Saint Teddy?
"Yes, Roosevelt paid the usual presidential respects to Christianity, but didn't show much explicit personal devotion to it."
Preston Jones | posted 6/01/2001 12:00AM
Last week this column considered a debate about Christian history-writing, occasioned by an article published in Christianity Today. The immediate subject was President Theodore Roosevelt. I invited both Preston Jones (a contributing editor for Books & Culture and the author of the CT article) and the historian George Grant (whose interpretation of Roosevelt's record Jones had criticized, and who in turn criticized both Jones and the editors of CT in a piece posted on his Web site) to make their case for our readers. Jones's response follows below. Grant declined to respond.At one of the first planning meetings for Books & Culture, in 1994, someone cited as a model of intellectual engagement the fierce exchanges of letters that are sometimes to be found in the pages of the New York Review of Books. Another participant in the meeting strongly disagreed, suggesting that such exchanges serve largely to draw attention to the inflated egos of the writers.
No doubt that is often the case, but nevertheless we badly need more sustained debate. The notion that there is something fundamentally unedifying about such give-and-take is unsupportable. Of course disagreement can easily degenerate into personal attacks and petty quarrels, but without genuine engagement we have no solid basis for choosing between conflicting claims.
—John Wilson, editor, Books & Culture
* * *
George Grant's response to my piece in CT, available on his Web site, is embarrassing for the reader if not for the writer. In it he makes several basic errors, suggesting (for instance) that the now massive skin trade in the Philippines which grew alongside the U.S. military presence in that country has no historical connection to the occupation of the Philippines by the U.S. military in the early twentieth century.

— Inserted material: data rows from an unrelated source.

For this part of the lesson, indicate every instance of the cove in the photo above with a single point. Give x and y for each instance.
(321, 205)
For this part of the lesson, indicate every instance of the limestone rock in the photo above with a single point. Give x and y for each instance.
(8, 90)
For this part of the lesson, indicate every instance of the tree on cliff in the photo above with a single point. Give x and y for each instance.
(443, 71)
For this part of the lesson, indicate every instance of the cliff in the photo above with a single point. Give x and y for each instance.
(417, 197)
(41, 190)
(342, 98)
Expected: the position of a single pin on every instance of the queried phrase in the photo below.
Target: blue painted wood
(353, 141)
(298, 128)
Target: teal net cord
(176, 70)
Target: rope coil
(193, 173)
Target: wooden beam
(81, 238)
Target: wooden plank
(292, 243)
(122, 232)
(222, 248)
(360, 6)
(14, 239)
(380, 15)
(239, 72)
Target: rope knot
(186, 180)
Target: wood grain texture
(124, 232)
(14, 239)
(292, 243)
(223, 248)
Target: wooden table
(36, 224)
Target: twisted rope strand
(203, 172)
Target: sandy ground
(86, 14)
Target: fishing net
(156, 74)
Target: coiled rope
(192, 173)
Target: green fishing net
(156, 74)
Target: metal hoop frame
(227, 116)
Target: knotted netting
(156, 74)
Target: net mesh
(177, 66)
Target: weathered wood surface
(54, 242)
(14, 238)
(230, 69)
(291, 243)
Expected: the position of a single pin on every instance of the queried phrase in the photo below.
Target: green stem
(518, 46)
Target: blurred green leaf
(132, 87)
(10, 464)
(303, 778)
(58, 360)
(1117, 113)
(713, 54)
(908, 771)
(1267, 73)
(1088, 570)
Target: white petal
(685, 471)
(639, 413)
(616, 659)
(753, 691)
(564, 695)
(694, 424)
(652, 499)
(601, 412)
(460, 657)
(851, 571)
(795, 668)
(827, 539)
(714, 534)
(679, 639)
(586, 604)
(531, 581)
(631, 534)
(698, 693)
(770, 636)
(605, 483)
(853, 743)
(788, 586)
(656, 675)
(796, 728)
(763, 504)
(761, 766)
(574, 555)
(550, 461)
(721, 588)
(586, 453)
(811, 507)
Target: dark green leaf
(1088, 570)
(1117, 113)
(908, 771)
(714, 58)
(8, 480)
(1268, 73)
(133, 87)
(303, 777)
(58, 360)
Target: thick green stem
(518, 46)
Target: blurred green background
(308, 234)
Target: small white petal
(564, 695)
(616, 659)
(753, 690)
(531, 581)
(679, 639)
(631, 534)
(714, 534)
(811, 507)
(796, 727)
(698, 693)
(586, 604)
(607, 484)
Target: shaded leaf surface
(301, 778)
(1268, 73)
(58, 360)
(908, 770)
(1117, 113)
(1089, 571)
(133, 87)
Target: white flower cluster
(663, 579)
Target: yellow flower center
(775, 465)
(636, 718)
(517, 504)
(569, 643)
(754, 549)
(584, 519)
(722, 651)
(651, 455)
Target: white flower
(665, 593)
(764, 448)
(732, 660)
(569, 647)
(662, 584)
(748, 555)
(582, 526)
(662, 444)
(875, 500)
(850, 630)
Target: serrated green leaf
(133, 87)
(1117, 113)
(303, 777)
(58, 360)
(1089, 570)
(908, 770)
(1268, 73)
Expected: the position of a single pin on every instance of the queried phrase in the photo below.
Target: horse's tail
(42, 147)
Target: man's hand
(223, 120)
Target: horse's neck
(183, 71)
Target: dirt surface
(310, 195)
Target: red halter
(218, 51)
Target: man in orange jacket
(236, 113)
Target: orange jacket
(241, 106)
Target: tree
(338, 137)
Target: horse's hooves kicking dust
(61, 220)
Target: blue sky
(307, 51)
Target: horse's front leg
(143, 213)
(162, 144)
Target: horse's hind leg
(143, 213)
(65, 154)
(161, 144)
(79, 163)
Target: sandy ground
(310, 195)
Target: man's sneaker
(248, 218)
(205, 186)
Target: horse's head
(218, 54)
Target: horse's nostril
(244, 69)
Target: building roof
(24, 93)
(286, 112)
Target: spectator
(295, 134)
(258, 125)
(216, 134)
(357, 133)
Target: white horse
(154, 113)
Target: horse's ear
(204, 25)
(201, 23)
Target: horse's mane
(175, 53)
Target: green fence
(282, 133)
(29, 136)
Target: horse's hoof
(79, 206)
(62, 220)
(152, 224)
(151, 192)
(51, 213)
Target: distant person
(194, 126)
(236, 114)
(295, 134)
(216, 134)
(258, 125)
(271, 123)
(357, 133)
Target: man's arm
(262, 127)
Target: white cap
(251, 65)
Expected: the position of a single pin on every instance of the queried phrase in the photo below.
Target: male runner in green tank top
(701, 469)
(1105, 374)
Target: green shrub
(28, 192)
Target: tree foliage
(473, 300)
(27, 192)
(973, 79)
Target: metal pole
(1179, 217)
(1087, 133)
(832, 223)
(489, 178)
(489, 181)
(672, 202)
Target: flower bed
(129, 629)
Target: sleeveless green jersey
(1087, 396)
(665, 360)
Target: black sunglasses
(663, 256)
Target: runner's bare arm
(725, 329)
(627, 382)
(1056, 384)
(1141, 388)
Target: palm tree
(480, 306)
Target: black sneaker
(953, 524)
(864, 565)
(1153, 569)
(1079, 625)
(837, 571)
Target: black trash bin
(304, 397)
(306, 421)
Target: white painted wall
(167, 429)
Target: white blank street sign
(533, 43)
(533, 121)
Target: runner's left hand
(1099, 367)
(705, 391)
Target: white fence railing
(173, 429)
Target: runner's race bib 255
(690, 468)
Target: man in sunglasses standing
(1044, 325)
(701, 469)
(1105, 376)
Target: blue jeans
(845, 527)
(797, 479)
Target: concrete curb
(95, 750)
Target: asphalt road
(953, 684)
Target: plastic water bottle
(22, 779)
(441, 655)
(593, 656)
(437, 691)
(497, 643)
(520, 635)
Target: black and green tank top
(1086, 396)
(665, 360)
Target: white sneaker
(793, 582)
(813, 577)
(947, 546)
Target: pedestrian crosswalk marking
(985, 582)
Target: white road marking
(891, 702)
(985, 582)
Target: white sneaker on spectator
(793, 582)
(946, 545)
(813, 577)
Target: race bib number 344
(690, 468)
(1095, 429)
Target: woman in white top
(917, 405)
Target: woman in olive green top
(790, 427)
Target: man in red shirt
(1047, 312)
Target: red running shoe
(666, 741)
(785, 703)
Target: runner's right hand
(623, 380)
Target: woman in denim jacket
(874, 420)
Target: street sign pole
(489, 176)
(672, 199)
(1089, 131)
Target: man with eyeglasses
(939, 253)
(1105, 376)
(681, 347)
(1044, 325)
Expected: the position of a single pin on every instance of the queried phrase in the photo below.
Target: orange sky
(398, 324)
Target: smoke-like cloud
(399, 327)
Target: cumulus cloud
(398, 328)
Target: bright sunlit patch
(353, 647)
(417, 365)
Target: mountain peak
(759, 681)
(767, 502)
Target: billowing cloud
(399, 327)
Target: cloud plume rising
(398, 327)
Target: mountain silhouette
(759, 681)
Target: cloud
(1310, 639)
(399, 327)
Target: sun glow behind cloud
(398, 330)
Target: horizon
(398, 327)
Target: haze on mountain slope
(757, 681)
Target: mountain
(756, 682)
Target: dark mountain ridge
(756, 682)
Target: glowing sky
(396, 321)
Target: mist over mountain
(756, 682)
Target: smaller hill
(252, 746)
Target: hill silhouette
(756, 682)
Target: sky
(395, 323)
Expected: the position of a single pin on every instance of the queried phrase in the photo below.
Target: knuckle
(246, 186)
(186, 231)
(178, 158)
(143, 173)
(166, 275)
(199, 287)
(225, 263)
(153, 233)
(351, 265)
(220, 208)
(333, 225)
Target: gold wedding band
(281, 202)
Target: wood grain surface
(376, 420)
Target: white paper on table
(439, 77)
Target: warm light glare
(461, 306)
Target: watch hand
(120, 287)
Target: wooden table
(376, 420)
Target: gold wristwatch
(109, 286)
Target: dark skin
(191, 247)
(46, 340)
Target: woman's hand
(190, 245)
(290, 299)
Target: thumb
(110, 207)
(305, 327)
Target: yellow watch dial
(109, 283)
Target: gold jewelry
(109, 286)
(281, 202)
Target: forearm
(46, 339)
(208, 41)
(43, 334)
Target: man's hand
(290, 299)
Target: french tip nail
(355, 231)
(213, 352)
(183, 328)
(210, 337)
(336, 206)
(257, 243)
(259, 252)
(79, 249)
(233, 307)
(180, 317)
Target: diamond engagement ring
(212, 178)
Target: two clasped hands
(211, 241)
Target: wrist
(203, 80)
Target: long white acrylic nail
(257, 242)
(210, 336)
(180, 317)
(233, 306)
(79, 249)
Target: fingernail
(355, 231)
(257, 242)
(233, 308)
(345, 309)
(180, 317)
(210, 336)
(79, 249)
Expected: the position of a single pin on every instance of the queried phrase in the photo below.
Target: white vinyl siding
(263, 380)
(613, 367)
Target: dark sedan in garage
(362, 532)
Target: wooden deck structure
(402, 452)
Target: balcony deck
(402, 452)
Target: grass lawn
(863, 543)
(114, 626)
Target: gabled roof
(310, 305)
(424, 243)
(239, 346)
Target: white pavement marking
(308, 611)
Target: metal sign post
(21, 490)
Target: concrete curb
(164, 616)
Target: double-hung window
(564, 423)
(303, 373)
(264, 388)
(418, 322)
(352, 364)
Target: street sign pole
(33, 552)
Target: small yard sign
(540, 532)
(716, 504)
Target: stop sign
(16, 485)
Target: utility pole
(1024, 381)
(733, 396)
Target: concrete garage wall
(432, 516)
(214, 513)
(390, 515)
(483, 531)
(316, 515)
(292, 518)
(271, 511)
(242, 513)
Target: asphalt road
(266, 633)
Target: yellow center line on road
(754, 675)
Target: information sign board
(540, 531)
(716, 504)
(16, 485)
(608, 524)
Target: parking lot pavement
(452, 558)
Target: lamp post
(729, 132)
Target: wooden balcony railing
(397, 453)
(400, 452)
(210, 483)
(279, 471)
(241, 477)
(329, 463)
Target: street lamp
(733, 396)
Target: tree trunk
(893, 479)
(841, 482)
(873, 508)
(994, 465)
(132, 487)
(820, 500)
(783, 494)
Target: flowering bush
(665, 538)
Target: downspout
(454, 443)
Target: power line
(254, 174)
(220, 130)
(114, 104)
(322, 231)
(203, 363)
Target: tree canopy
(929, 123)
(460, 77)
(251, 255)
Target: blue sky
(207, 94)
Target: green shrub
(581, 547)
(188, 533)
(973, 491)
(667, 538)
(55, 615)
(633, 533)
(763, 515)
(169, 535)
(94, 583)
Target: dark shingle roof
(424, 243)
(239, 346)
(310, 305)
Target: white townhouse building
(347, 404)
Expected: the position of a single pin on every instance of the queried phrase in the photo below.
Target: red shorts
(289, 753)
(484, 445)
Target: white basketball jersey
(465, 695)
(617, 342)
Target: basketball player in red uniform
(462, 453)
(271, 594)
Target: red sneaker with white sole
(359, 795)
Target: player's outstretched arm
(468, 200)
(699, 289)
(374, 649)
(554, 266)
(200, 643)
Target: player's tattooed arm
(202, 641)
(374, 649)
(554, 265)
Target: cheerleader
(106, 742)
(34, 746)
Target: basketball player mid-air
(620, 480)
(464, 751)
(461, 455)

The way that Mr. Grant's political biases dictate how he writes history is also evident in his comments on William Jennings Bryan, purveyor of a "fantastic witch's brew of political socialism, cultural radicalism, and dispensational fundamentalism." It is Mr. Grant's prerogative to dislike Bryan but it is odd that he should so glibly—and inaccurately—attack a historical figure who, everyone agrees, was a committed Christian, even if of a variety unpalatable to Mr. Grant.
Instead, Mr. Grant apparently wants us to believe that Theodore Roosevelt was a devout orthodox Christian. In my Anglo-Catholic church we pray each week for people whose faith is known to God alone, so I am not in a position finally to say whether Roosevelt was a believer or not. As far as the public record goes, however, Roosevelt provided little evidence that he was a committed orthodox Christian.
Roosevelt grew up a Unitarian; he was a hardcore social Darwinist until the last years of his life (thus his lust for the U.S. acquiring unquestioned power in the western hemisphere and a balance of power in Asia); and, as was common at the time, he was given to exploiting the Bible to nationalistic ends. Mr. Grant's own book proves the latter point: as evidence for Roosevelt's supposed devotion to the Good Book, Mr. Grant depicts Roosevelt ransacking the Bible for support of manifest destiny. (I wrote my Ph.D. dissertation on late nineteenth-century Canadian nationalists' use of the Bible and I know that this sort of thing was common among English-speaking politicians and imperialists.)
As Grant suggests, there's no doubt that Roosevelt knew the Bible well. But given the historical context in which Roosevelt lived, that doesn't mean very much. The Bible was a common source of allusions and figures of speech. Scratch the rhetoric and what you'll usually find is Scripture being employed to further manifestly political ends. (I invite readers to see my exceedingly dull article, "The Bible and Protestant British North American Identity in the Early 1860s" in the American Review of Canadian Studies [winter 1999].)